Touring Turn-of-the-Century America: Photographs from the Detroit Publishing Company, 1880 - 1920
Historical Issue-Analysis and Decision-Making
Businessman and publisher William A. Livingstone, Jr. and photographer and photo-publisher Edwin H. Husher formed the Detroit Photographic Company in the late 1890s. They soon obtained the rights to "photochrom," a Swiss process for converting black-and-white photographs into color images and for mass producing color postcards, prints, and albums. Many of the images in this collection are reproductions of paintings created through the "photochrom" process.

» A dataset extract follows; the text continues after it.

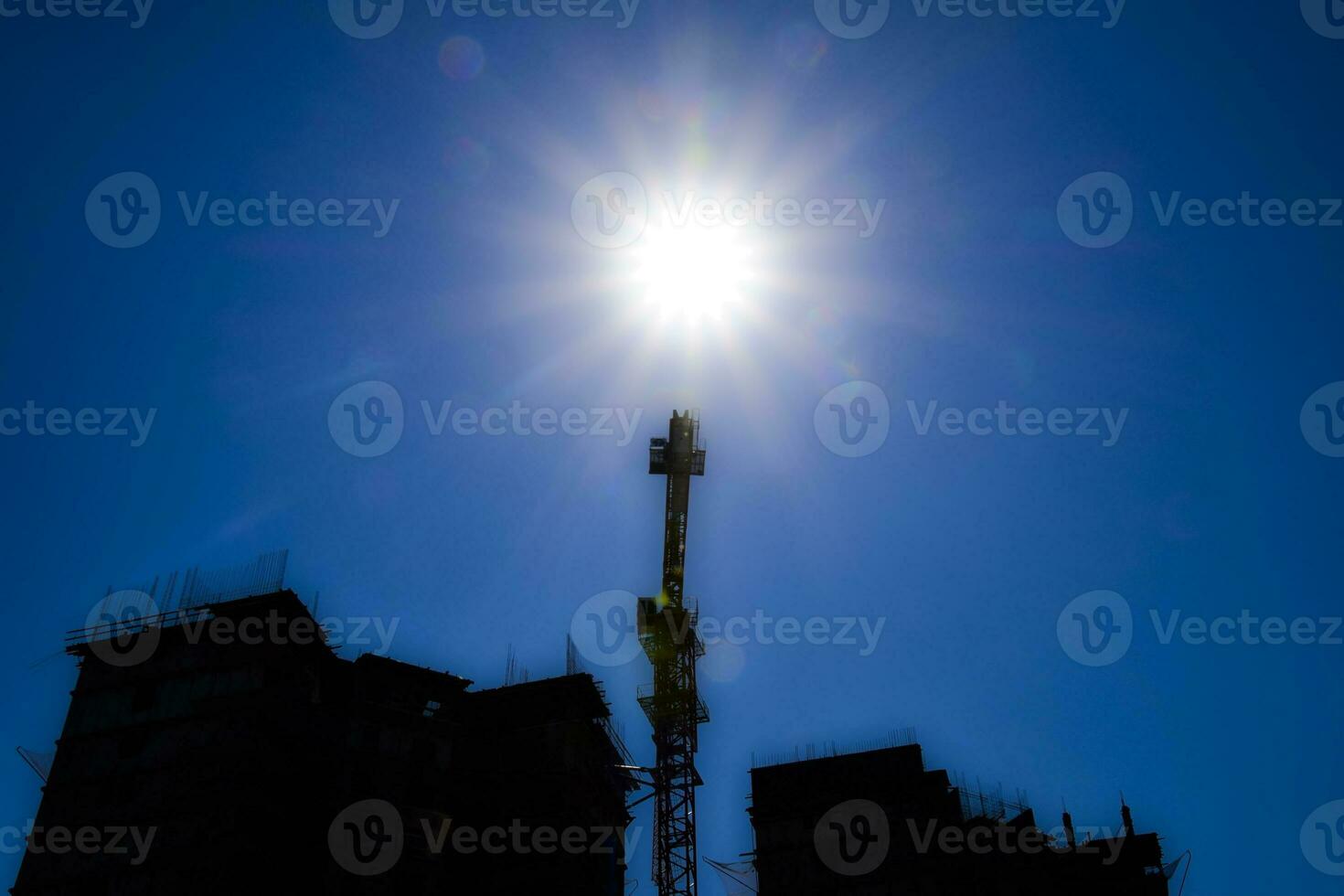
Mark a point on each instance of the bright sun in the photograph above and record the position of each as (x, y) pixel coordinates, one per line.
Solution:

A search on the phrase, autochrome color, yields over 100 color reproductions of paintings, including works by artists such as John Singer Sargent , William Sergeant Kendall, and Gari Melchers. To reproduce these images, a black-and-white photograph of the painting is colored to match the original.
- How do you think that the quality of reproductions compare to the quality of original works?
- Why do you think that people purchase reproductions such as these?
- Do you think that such reproductions increase or decrease the value of the original work?
- Do you think that reproductions affect the meaning of the original work?
- How do you think that artists feel about the reproduction of their work?
- Do you think that there are differences between reproducing visual works of art such as photographs or paintings and reproducing works in other media such as film or audio recordings?
- Do you think that the ease, quality, and availability of digital reproductions has changed the debate? If so, how?